To begin with the smallest of the three, a file that begins with #lang and the name of a language is a module. There are also other ways to construct modules, but let's not worry about those.
A module is the basic unit of functionality for Racket code.
Once your Racket programs get larger, though, you'll want to split them over multiple modules. This allows you to organize your source better, enables separate compilation, and makes it possible for you to mix and match modules written in different Racket languages (Racket, Typed Racket, Datalog, Scribble, etc.).
That's where packages and collections come in. They help you organize your modules.
A package is an group of modules that you can install together, and that usually provide one piece of functionality. To pick a random example, take the pict3d package from pkgs.racket-lang.org. That package is a collection of modules which together implement a functional 3D engine. You can install it using raco pkg install pict3d, or via the graphical package manager in DrRacket.
So, to sum up, packages are units of code distribution.
A collection is a group of modules whose functionality is related to the same topic, for example data structures (the data collection), or wrapper libraries for use with Typed Racket (the typed collection). Modules are referred to and required using collection paths. For example, when you require racket/class, you're requiring the class module from the racket collection.

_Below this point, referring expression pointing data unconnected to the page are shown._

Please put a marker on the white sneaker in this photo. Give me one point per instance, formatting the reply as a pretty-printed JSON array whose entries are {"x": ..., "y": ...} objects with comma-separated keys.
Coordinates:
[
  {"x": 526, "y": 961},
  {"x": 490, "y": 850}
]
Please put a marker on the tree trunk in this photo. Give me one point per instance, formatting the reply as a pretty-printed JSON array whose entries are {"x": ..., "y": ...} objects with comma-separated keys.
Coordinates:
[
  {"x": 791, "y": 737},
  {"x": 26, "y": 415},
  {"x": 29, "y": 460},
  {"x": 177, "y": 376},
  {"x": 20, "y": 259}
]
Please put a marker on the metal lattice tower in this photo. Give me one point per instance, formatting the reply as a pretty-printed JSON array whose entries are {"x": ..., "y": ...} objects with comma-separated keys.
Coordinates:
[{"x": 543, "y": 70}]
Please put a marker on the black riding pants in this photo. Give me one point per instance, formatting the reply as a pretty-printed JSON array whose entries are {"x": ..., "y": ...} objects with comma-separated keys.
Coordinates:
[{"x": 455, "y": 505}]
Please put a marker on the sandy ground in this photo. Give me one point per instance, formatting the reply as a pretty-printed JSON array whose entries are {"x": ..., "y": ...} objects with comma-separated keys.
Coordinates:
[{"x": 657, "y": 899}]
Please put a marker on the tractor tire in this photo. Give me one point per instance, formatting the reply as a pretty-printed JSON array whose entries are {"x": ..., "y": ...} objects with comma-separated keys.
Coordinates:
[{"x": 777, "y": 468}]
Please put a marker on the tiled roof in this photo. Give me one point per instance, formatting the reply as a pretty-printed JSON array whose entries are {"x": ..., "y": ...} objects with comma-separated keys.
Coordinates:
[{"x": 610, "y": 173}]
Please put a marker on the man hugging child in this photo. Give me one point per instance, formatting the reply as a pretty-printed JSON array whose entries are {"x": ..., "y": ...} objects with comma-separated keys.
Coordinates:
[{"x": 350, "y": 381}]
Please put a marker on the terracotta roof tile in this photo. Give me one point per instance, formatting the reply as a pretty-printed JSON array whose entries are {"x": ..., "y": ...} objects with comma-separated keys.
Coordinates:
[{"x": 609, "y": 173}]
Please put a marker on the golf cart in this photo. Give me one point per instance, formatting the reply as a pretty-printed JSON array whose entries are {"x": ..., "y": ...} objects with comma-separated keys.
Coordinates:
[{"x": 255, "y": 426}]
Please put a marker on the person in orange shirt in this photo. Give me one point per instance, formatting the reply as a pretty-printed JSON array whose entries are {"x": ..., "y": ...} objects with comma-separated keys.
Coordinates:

Modules within a collection do not necessarily come from the same package, and may not be developed together. For example, some data structures in the data collection are provided as part of the core of Racket, such as the integer sets in data/integer-set. Other data structures are provided by additional packages which you may need to install separately, such as the hash-array-mapped tries in data/hamt, which are provided by the hamt package. Having both of those in the data collection signals that they both provide data structures. If you develop your own data structures, putting them in the data collection is probably the right thing to do.
Many packages, however, provide functionality that does not fall under existing categories, and provide their own, new collection. For example, the pict3d package we discussed above puts its modules in the pict3d collection. For that reason, the distinction between package and collection is sometimes a bit blurred.
So, to sum up, collections are units of code classification.
The term library does not have a technical meaning in Racket. We usually use it to refer to a package, or to a set of packages that are developed together. For example, the Rackunit library is split across multiple packages: rackunit, rackunit-lib, rackunit-gui, rackunit-plugin-lib, rackunit-doc and rackunit-test. This allows packages to only depend on part of Rackunit. For example, a package for a string-processing library probably should not depend on the Racket GUI library (to be deployed on headless servers, for example), and so should depend on the rackunit-lib package for its testing, instead of on the full rackunit package, which brings in GUI support via the rackunit-gui package, and would introduce a dependency to Racket's GUI library.
Hopefully, this clarifies the Racket code organization terminology a bit.